This same mail-server is going to shortly be implementing a system-wide spam filtering solution (probably based on SpamAssasin), which will as a matter of course be scanning all data coming through the relay. Since all data will be scanned already, scanning for EXE files or other known signatures of malware should not be terribly more computationally intensive.

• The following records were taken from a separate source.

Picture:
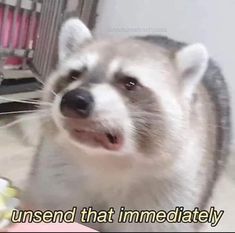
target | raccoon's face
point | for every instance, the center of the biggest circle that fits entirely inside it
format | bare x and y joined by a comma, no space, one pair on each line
122,96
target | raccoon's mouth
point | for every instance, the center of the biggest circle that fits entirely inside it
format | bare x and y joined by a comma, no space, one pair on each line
108,140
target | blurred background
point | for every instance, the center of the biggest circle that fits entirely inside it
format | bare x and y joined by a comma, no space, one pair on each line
28,52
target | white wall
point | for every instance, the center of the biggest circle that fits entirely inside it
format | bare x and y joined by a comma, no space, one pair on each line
211,22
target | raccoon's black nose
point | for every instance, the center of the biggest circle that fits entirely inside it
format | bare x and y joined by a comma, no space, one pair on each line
77,103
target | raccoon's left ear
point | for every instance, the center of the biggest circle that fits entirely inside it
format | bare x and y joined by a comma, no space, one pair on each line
72,35
192,62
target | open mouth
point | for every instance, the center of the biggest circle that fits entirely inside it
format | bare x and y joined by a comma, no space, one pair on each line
108,140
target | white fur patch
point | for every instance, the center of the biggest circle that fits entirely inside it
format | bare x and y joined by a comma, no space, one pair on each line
73,34
192,62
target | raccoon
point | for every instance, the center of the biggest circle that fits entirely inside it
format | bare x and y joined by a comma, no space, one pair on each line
140,122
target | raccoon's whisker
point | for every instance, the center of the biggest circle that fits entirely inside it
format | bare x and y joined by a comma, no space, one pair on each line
26,101
23,119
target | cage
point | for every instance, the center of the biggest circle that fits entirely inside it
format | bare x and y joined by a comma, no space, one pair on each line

The solution proposed by 'gep2' would seem to address this, but it seems to me that it would have an incredible computation scaling problem (if filtering on a per-user basis is done on the receiving end), and/or require a global change to the email system (if a sending server would query a receiving server for every email).

Jim

From: gep2(_at_)terabites(_dot_)com
Date: Tue, 06 Apr 2004 21:47:13 -0500
If we're ever going to REALLY get a handle on this problem, I still believe that
what matters more is:

1) putting the quash on unexpected attachments (especially if they are
executables); [..]
2) likewise, making support for HTML-burdened E-mail (which can contain all [..]
I believe that the most significant way to hugely improve both of these
situations is the ability of the recipient to whitelist individual specific
senders with SPECIFIC rights to:
a) send them attachments (and subapprove based on the class of the
attachments)
b) send them HTML (and POSSIBLY subapprove based on categories of HTML tags
allowed).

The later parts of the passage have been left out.